What is the testator’s intent when making a will?

British Columbia, Canada


The following excerpt is from Murray Estate, 2007 BCSC 1035 (CanLII):

When construing the terms of a will, the court may look to the surrounding circumstances existing at the time the will was made to determine the testator’s intention. The court may not, however, have regard to direct extrinsic evidence of intent, except in limited circumstances, as the will is presumed to have been accepted by the testator, and to speak for itself. That rule applies, in particular, to instructions provided to his solicitor. Thus in Sarkin v. Osipov Estate (1989), 36 E.T.R. 139 (B.C.S.C.), Hood J. stated: On the other hand, evidence of what the testator intended, or may have intended, to write is clearly not admissible. For example, evidence of the testator’s instructions to his solicitor, or any oral or written statements made by him which amount to declarations of his intention, are clearly not admissible. In my view, the notes, hand-written and type-written, fall within the latter category. They amount to declarations of the testator’s intention as to the disposition of the 45 percent of his residue, and are clearly not admissible. According to the authorities such evidence is rarely admissible, and then only where there is an equivocation, which is not the case here. I must therefore disregard this evidence, in deciding these issues.
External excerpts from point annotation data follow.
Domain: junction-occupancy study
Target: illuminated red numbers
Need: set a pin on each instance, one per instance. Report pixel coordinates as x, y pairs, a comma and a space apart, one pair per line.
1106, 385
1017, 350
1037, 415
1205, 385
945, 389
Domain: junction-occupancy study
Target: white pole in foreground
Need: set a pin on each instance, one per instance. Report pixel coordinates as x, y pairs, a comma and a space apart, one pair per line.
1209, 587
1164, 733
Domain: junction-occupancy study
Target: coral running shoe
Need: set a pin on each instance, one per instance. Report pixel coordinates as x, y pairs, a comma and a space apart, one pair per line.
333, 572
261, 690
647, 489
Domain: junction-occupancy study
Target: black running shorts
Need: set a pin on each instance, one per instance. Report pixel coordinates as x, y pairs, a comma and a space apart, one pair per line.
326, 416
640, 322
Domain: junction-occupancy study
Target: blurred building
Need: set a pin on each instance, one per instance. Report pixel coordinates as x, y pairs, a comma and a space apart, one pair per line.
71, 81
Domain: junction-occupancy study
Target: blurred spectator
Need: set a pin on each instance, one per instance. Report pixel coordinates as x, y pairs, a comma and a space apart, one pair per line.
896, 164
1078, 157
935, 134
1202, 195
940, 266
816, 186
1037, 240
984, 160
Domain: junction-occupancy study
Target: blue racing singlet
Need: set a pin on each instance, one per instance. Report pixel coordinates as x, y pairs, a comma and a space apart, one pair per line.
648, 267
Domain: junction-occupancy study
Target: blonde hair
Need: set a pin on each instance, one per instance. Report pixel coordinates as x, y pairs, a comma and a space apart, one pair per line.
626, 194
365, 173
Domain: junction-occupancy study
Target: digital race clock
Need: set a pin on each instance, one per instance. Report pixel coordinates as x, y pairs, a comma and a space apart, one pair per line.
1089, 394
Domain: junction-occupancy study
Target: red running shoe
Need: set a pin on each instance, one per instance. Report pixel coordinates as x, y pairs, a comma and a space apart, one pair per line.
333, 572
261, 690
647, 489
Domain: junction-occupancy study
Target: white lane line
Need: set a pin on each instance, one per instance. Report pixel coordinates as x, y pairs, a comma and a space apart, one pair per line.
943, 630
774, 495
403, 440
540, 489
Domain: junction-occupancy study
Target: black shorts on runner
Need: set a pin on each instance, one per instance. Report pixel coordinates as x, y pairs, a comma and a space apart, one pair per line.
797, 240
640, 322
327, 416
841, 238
In Foster v. Budgen (1984), 17 E.T.R. 307 (B.C.C.A.) the trial judge admitted several affidavits which dealt with the testator’s intention: the affidavit of the solicitor who drew the will, the former partner of a firm of chartered accountants the deceased had retained, and the respondent, who was one of the executors of the will. At paragraphs 8 to 9, the court stated: 8. . . . With respect to these affidavits the learned judge said in considering the contents of the three affidavits that he had excluded from consideration any averments made therein with respect to the alleged intention of the testator regarding the contents of his will, and in particular clause 5 thereof. It appears from the reasons for judgment that the learned judge did not succeed entirely in this regard. Clearly, such evidence of the testator’s intention would not be admissible, and the admissible evidence of general circumstances would be clouded thereby. It was a dangerous move to admit these affidavits into evidence. 9. There is abundant authority for the proposition that in interpreting a testamentary document the testator’s intention must be found within the four corners of the testamentary document itself.